Política sin esperanza
Otra respuesta ya tiene más verosimilitud: el
abandono de toda esperanza en que existan medios capaces de resolver todas
estas amenazas. Lo que de verdad nos fallaría, por tanto, es la política, que
habría perdido el control sobre nuestro destino. La emigración del poder hacia
esferas libres de intervenciones políticas, es decir, la imposibilidad de que
la globalización pueda llegar a ser domada por vías políticas, junto a la
evidencia de un agotamiento sistémico del capitalismo sin que sea posible
llegar a una alternativa viable es lo que nos sume en el estupor. O que toda
intervención política eficaz pase por la renuncia a nuestro modo de vida o a la
libertad misma. Como nos muestra el cambio climático, el gran problema es que
lo que creemos necesario no sabemos cómo traducirlo después en medidas
vinculantes para todos. Esto es lo que produce esta sensación de estar danzando
sin red sobre el abismo.
Antes decíamos que las distopías eran algo así
como la otra cara, la zona de sombra, de las utopías. Bien visto, parece más
bien que son su consecuencia; por el hecho de perseguirlas acríticamente
devinieron en su contrario. Esta es la idea que latía detrás de la Dialéctica
de la Ilustración de Adorno y Horkheimer, escrita en medio de las convulsiones
provocadas por la II Guerra Mundial y la contemplación de los totalitarismos.

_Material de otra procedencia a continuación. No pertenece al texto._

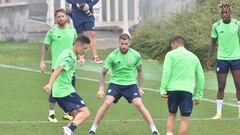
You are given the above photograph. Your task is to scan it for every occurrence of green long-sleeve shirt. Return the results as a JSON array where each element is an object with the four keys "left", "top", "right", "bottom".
[{"left": 160, "top": 47, "right": 205, "bottom": 99}]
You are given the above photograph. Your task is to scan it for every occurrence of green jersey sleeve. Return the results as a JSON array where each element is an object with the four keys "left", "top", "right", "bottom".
[
  {"left": 237, "top": 21, "right": 240, "bottom": 36},
  {"left": 195, "top": 60, "right": 205, "bottom": 99},
  {"left": 43, "top": 30, "right": 52, "bottom": 45},
  {"left": 160, "top": 53, "right": 172, "bottom": 95},
  {"left": 59, "top": 56, "right": 75, "bottom": 71}
]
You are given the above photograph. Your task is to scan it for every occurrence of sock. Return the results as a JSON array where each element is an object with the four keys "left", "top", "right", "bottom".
[
  {"left": 48, "top": 109, "right": 55, "bottom": 116},
  {"left": 90, "top": 123, "right": 98, "bottom": 132},
  {"left": 237, "top": 101, "right": 240, "bottom": 113},
  {"left": 68, "top": 122, "right": 77, "bottom": 131},
  {"left": 149, "top": 123, "right": 159, "bottom": 133},
  {"left": 217, "top": 99, "right": 223, "bottom": 114}
]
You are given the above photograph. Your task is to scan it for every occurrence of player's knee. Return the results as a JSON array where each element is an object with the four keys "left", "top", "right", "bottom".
[
  {"left": 134, "top": 102, "right": 144, "bottom": 110},
  {"left": 218, "top": 84, "right": 225, "bottom": 92},
  {"left": 103, "top": 101, "right": 112, "bottom": 109},
  {"left": 84, "top": 109, "right": 91, "bottom": 118}
]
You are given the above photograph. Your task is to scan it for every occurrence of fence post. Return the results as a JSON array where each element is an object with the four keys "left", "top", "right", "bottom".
[
  {"left": 123, "top": 0, "right": 130, "bottom": 35},
  {"left": 46, "top": 0, "right": 55, "bottom": 27},
  {"left": 60, "top": 0, "right": 66, "bottom": 9},
  {"left": 134, "top": 0, "right": 139, "bottom": 24},
  {"left": 114, "top": 0, "right": 119, "bottom": 22},
  {"left": 106, "top": 0, "right": 111, "bottom": 22}
]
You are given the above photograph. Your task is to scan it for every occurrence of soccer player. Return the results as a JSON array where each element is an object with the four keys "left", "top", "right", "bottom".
[
  {"left": 40, "top": 9, "right": 77, "bottom": 122},
  {"left": 88, "top": 34, "right": 159, "bottom": 135},
  {"left": 67, "top": 0, "right": 102, "bottom": 63},
  {"left": 207, "top": 2, "right": 240, "bottom": 120},
  {"left": 44, "top": 36, "right": 90, "bottom": 135},
  {"left": 160, "top": 36, "right": 205, "bottom": 135}
]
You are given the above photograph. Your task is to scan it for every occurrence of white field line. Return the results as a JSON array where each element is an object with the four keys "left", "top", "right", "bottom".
[
  {"left": 0, "top": 64, "right": 238, "bottom": 107},
  {"left": 0, "top": 118, "right": 240, "bottom": 124}
]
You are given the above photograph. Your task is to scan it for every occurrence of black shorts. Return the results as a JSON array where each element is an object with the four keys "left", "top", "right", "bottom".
[
  {"left": 55, "top": 92, "right": 86, "bottom": 112},
  {"left": 75, "top": 22, "right": 95, "bottom": 33},
  {"left": 107, "top": 83, "right": 141, "bottom": 103},
  {"left": 216, "top": 59, "right": 240, "bottom": 74},
  {"left": 167, "top": 91, "right": 193, "bottom": 116}
]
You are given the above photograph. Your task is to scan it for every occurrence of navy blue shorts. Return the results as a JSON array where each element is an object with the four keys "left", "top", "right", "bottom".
[
  {"left": 48, "top": 70, "right": 76, "bottom": 103},
  {"left": 167, "top": 91, "right": 193, "bottom": 117},
  {"left": 55, "top": 92, "right": 86, "bottom": 112},
  {"left": 216, "top": 59, "right": 240, "bottom": 74},
  {"left": 107, "top": 83, "right": 141, "bottom": 103},
  {"left": 75, "top": 22, "right": 95, "bottom": 33}
]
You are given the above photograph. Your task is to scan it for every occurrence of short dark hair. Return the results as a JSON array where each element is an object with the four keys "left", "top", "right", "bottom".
[
  {"left": 75, "top": 35, "right": 91, "bottom": 44},
  {"left": 119, "top": 33, "right": 131, "bottom": 41},
  {"left": 170, "top": 36, "right": 186, "bottom": 45},
  {"left": 218, "top": 1, "right": 232, "bottom": 11},
  {"left": 54, "top": 8, "right": 66, "bottom": 17}
]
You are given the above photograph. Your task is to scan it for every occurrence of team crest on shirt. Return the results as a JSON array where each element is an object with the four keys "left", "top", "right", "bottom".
[
  {"left": 230, "top": 28, "right": 237, "bottom": 33},
  {"left": 81, "top": 100, "right": 85, "bottom": 105},
  {"left": 128, "top": 60, "right": 133, "bottom": 65}
]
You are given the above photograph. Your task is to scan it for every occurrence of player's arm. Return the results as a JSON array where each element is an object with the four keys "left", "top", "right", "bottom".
[
  {"left": 40, "top": 44, "right": 48, "bottom": 73},
  {"left": 137, "top": 65, "right": 144, "bottom": 96},
  {"left": 194, "top": 60, "right": 205, "bottom": 104},
  {"left": 160, "top": 53, "right": 172, "bottom": 100},
  {"left": 97, "top": 67, "right": 108, "bottom": 98},
  {"left": 207, "top": 38, "right": 217, "bottom": 70},
  {"left": 43, "top": 66, "right": 63, "bottom": 94}
]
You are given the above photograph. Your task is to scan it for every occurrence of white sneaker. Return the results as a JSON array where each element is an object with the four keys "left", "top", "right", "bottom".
[{"left": 63, "top": 127, "right": 73, "bottom": 135}]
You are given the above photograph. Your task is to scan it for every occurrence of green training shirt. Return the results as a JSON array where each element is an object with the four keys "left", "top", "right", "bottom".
[
  {"left": 211, "top": 18, "right": 240, "bottom": 60},
  {"left": 103, "top": 48, "right": 142, "bottom": 85},
  {"left": 160, "top": 47, "right": 205, "bottom": 99},
  {"left": 52, "top": 49, "right": 77, "bottom": 98},
  {"left": 44, "top": 26, "right": 77, "bottom": 69}
]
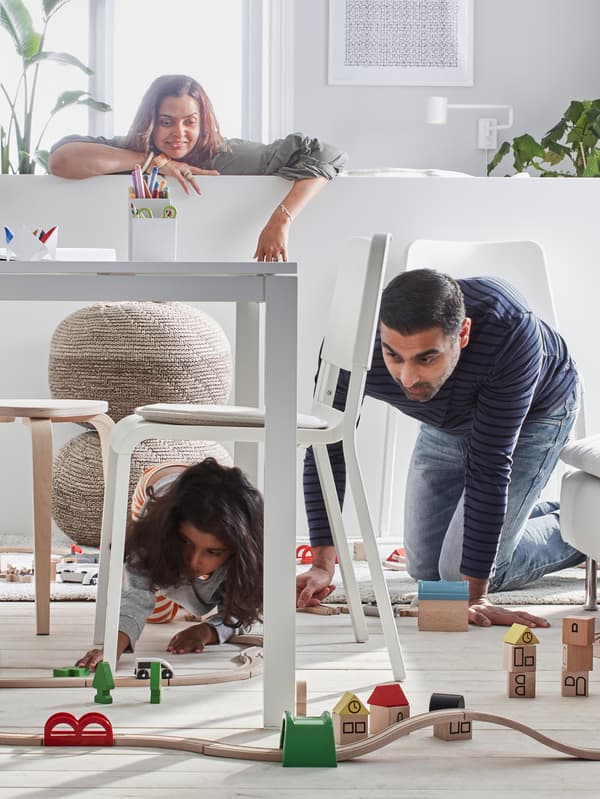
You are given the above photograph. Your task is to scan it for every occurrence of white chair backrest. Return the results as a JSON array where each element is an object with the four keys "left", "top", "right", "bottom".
[
  {"left": 322, "top": 233, "right": 391, "bottom": 371},
  {"left": 406, "top": 239, "right": 557, "bottom": 328}
]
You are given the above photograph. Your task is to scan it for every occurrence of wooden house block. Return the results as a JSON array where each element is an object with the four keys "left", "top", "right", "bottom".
[
  {"left": 561, "top": 644, "right": 594, "bottom": 671},
  {"left": 331, "top": 691, "right": 369, "bottom": 744},
  {"left": 367, "top": 683, "right": 410, "bottom": 735},
  {"left": 560, "top": 669, "right": 590, "bottom": 696},
  {"left": 563, "top": 616, "right": 596, "bottom": 646},
  {"left": 506, "top": 671, "right": 535, "bottom": 699},
  {"left": 502, "top": 623, "right": 539, "bottom": 646},
  {"left": 504, "top": 644, "right": 537, "bottom": 671},
  {"left": 433, "top": 720, "right": 473, "bottom": 741}
]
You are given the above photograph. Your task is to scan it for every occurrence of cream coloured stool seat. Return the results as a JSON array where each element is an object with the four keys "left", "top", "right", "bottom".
[{"left": 0, "top": 399, "right": 114, "bottom": 635}]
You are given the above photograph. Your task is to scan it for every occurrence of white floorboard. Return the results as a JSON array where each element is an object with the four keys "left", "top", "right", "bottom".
[{"left": 0, "top": 602, "right": 600, "bottom": 799}]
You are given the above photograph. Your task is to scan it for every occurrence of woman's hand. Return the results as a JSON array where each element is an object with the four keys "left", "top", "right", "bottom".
[
  {"left": 252, "top": 210, "right": 290, "bottom": 261},
  {"left": 469, "top": 599, "right": 550, "bottom": 627},
  {"left": 167, "top": 622, "right": 219, "bottom": 655},
  {"left": 160, "top": 160, "right": 220, "bottom": 194}
]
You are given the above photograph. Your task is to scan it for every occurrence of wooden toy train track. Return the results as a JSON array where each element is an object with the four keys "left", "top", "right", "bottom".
[
  {"left": 0, "top": 635, "right": 263, "bottom": 688},
  {"left": 0, "top": 709, "right": 600, "bottom": 763}
]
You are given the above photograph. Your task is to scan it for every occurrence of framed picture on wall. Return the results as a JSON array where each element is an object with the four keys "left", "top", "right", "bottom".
[{"left": 329, "top": 0, "right": 473, "bottom": 86}]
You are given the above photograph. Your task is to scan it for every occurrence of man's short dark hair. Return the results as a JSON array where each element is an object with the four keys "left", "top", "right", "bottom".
[{"left": 379, "top": 269, "right": 466, "bottom": 336}]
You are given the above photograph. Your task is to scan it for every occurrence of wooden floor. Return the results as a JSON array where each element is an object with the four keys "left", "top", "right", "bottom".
[{"left": 0, "top": 602, "right": 600, "bottom": 799}]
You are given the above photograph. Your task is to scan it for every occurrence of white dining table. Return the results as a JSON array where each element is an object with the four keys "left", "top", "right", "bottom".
[{"left": 0, "top": 249, "right": 297, "bottom": 727}]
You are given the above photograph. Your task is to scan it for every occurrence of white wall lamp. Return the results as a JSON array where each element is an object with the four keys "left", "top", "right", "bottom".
[{"left": 427, "top": 97, "right": 513, "bottom": 150}]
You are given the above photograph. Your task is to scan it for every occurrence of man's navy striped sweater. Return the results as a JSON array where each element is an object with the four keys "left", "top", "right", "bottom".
[{"left": 304, "top": 277, "right": 577, "bottom": 578}]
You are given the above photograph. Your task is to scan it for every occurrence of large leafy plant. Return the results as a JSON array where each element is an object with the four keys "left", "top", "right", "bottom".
[
  {"left": 487, "top": 100, "right": 600, "bottom": 178},
  {"left": 0, "top": 0, "right": 110, "bottom": 174}
]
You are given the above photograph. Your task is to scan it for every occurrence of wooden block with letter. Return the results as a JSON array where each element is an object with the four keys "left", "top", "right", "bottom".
[{"left": 506, "top": 671, "right": 535, "bottom": 699}]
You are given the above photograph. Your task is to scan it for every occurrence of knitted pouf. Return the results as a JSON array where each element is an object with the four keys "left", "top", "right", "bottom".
[
  {"left": 52, "top": 431, "right": 231, "bottom": 547},
  {"left": 48, "top": 302, "right": 232, "bottom": 422}
]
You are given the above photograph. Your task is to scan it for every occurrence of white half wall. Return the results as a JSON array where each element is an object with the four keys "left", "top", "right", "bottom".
[{"left": 0, "top": 176, "right": 600, "bottom": 548}]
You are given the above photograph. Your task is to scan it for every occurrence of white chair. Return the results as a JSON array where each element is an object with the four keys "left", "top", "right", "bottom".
[
  {"left": 95, "top": 234, "right": 405, "bottom": 680},
  {"left": 0, "top": 399, "right": 113, "bottom": 635},
  {"left": 380, "top": 239, "right": 589, "bottom": 592}
]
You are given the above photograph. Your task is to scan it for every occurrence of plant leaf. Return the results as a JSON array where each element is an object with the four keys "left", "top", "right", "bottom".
[
  {"left": 487, "top": 141, "right": 510, "bottom": 175},
  {"left": 0, "top": 0, "right": 42, "bottom": 61},
  {"left": 30, "top": 50, "right": 94, "bottom": 75}
]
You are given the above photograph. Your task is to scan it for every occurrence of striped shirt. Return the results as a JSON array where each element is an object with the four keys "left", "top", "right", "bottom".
[{"left": 304, "top": 277, "right": 577, "bottom": 578}]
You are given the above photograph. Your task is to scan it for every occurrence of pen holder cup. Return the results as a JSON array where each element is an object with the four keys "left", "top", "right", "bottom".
[{"left": 129, "top": 200, "right": 177, "bottom": 261}]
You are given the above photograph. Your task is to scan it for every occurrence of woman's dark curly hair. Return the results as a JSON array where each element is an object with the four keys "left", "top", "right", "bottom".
[
  {"left": 125, "top": 458, "right": 263, "bottom": 626},
  {"left": 125, "top": 75, "right": 224, "bottom": 167}
]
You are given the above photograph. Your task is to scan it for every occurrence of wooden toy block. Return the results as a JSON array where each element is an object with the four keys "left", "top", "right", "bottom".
[
  {"left": 150, "top": 660, "right": 161, "bottom": 705},
  {"left": 429, "top": 694, "right": 473, "bottom": 741},
  {"left": 502, "top": 623, "right": 539, "bottom": 645},
  {"left": 367, "top": 683, "right": 410, "bottom": 735},
  {"left": 506, "top": 671, "right": 535, "bottom": 699},
  {"left": 417, "top": 599, "right": 469, "bottom": 633},
  {"left": 331, "top": 691, "right": 369, "bottom": 745},
  {"left": 504, "top": 644, "right": 536, "bottom": 671},
  {"left": 92, "top": 660, "right": 115, "bottom": 705},
  {"left": 563, "top": 616, "right": 596, "bottom": 646},
  {"left": 296, "top": 680, "right": 306, "bottom": 716},
  {"left": 561, "top": 644, "right": 594, "bottom": 671},
  {"left": 560, "top": 669, "right": 590, "bottom": 696}
]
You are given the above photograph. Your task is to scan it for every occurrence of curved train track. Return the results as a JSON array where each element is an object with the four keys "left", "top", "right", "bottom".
[{"left": 0, "top": 710, "right": 600, "bottom": 763}]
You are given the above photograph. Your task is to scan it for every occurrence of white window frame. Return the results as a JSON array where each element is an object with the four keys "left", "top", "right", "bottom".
[{"left": 88, "top": 0, "right": 295, "bottom": 142}]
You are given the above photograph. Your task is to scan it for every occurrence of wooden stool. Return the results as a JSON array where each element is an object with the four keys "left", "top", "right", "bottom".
[{"left": 0, "top": 399, "right": 114, "bottom": 635}]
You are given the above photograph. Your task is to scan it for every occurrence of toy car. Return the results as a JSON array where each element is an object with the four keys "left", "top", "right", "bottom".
[
  {"left": 60, "top": 563, "right": 98, "bottom": 585},
  {"left": 133, "top": 658, "right": 173, "bottom": 680}
]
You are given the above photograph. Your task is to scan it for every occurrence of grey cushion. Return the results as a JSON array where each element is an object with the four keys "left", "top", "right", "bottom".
[{"left": 560, "top": 435, "right": 600, "bottom": 477}]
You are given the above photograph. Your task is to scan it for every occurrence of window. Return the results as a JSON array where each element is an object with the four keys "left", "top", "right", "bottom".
[{"left": 111, "top": 0, "right": 243, "bottom": 138}]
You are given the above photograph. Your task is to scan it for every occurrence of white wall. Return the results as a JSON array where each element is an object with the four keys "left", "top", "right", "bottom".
[
  {"left": 293, "top": 0, "right": 600, "bottom": 175},
  {"left": 0, "top": 176, "right": 600, "bottom": 548}
]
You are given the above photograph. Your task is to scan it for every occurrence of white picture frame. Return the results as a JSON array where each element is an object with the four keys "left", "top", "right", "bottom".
[{"left": 328, "top": 0, "right": 473, "bottom": 86}]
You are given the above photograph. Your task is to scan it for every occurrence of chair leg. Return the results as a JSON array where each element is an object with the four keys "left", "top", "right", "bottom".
[
  {"left": 25, "top": 419, "right": 52, "bottom": 635},
  {"left": 583, "top": 558, "right": 598, "bottom": 610},
  {"left": 344, "top": 438, "right": 406, "bottom": 680},
  {"left": 313, "top": 444, "right": 369, "bottom": 643},
  {"left": 94, "top": 448, "right": 131, "bottom": 670},
  {"left": 88, "top": 413, "right": 115, "bottom": 482}
]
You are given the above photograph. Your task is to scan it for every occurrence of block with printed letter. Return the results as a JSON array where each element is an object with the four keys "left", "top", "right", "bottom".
[
  {"left": 506, "top": 671, "right": 535, "bottom": 699},
  {"left": 563, "top": 616, "right": 596, "bottom": 646}
]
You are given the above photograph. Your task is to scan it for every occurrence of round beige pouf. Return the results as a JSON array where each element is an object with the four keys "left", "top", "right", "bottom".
[
  {"left": 48, "top": 302, "right": 232, "bottom": 422},
  {"left": 52, "top": 431, "right": 232, "bottom": 547}
]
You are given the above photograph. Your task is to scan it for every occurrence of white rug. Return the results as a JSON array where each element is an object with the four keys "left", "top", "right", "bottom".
[{"left": 322, "top": 561, "right": 585, "bottom": 605}]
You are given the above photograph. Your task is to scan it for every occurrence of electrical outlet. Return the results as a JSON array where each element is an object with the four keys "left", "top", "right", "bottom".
[{"left": 477, "top": 117, "right": 498, "bottom": 150}]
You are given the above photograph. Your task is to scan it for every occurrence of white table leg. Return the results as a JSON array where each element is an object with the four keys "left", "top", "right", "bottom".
[{"left": 263, "top": 275, "right": 298, "bottom": 727}]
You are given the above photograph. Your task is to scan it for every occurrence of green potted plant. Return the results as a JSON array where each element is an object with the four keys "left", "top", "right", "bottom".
[
  {"left": 487, "top": 100, "right": 600, "bottom": 178},
  {"left": 0, "top": 0, "right": 110, "bottom": 175}
]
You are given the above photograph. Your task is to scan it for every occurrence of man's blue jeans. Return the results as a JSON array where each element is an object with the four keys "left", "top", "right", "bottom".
[{"left": 404, "top": 391, "right": 584, "bottom": 591}]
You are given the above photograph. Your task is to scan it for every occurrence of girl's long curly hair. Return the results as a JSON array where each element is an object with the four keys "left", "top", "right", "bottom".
[
  {"left": 125, "top": 458, "right": 263, "bottom": 626},
  {"left": 125, "top": 75, "right": 224, "bottom": 167}
]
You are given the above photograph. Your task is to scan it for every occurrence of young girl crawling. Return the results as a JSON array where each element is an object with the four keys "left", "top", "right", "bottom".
[{"left": 76, "top": 458, "right": 263, "bottom": 669}]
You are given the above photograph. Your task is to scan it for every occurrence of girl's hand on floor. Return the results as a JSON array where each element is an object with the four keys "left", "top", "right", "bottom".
[{"left": 167, "top": 623, "right": 219, "bottom": 655}]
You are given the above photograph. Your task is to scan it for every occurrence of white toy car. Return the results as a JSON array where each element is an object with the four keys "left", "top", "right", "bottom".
[
  {"left": 133, "top": 658, "right": 174, "bottom": 680},
  {"left": 60, "top": 563, "right": 98, "bottom": 585}
]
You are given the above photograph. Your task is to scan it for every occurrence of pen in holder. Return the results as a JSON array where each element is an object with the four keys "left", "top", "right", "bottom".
[{"left": 129, "top": 199, "right": 177, "bottom": 261}]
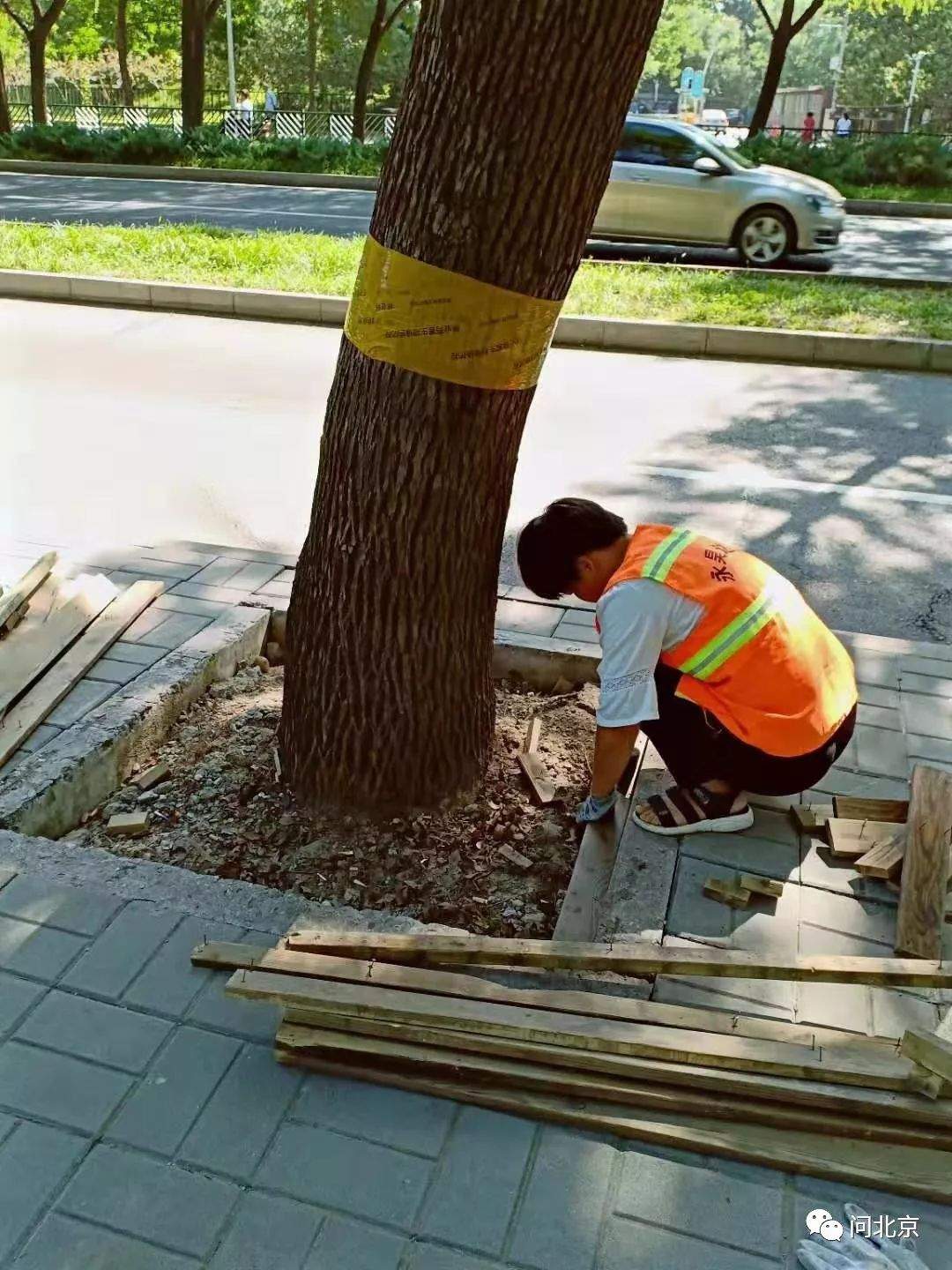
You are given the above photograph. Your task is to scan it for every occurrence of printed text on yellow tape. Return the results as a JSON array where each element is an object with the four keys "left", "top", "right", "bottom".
[{"left": 344, "top": 235, "right": 562, "bottom": 389}]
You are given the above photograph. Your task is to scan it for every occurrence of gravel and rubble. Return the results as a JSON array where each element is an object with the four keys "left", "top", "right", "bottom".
[{"left": 75, "top": 663, "right": 595, "bottom": 938}]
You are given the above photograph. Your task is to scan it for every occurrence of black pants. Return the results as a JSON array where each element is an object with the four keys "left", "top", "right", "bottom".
[{"left": 641, "top": 664, "right": 856, "bottom": 795}]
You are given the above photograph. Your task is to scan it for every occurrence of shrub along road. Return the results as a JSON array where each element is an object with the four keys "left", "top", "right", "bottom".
[{"left": 0, "top": 173, "right": 952, "bottom": 280}]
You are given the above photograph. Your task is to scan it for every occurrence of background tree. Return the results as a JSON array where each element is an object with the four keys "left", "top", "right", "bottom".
[
  {"left": 280, "top": 0, "right": 661, "bottom": 805},
  {"left": 0, "top": 0, "right": 66, "bottom": 123}
]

Por un lado, el nacional-fascista (utopía I); por otro, el bolchevique (utopía
II), donde el ideal de emancipación del hombre derivó en su total sometimiento.
Pero abarcaba también al capitalismo de masas estadounidense, donde la búsqueda
de la supuesta autonomía y libertad individual (utopía III) originó sujetos
banales sometidos a un consumo ciego y depredador de la naturaleza y
manipulados por la industria mediática.
Moraleja: tomémonos en serio los mensajes
distópicos, reenfoquemos el mito del progreso y no nos dejemos paralizar por el
miedo. Pero, sobre todo, recuperemos la política. No esa política de salón a la
que estamos acostumbrados, parroquial y de luces cortas. Lo que ahora
necesitamos es una política épica de dimensión planetaria, previsora y eficaz.
Recuerden, estamos a pocos minutos del apocalipsis.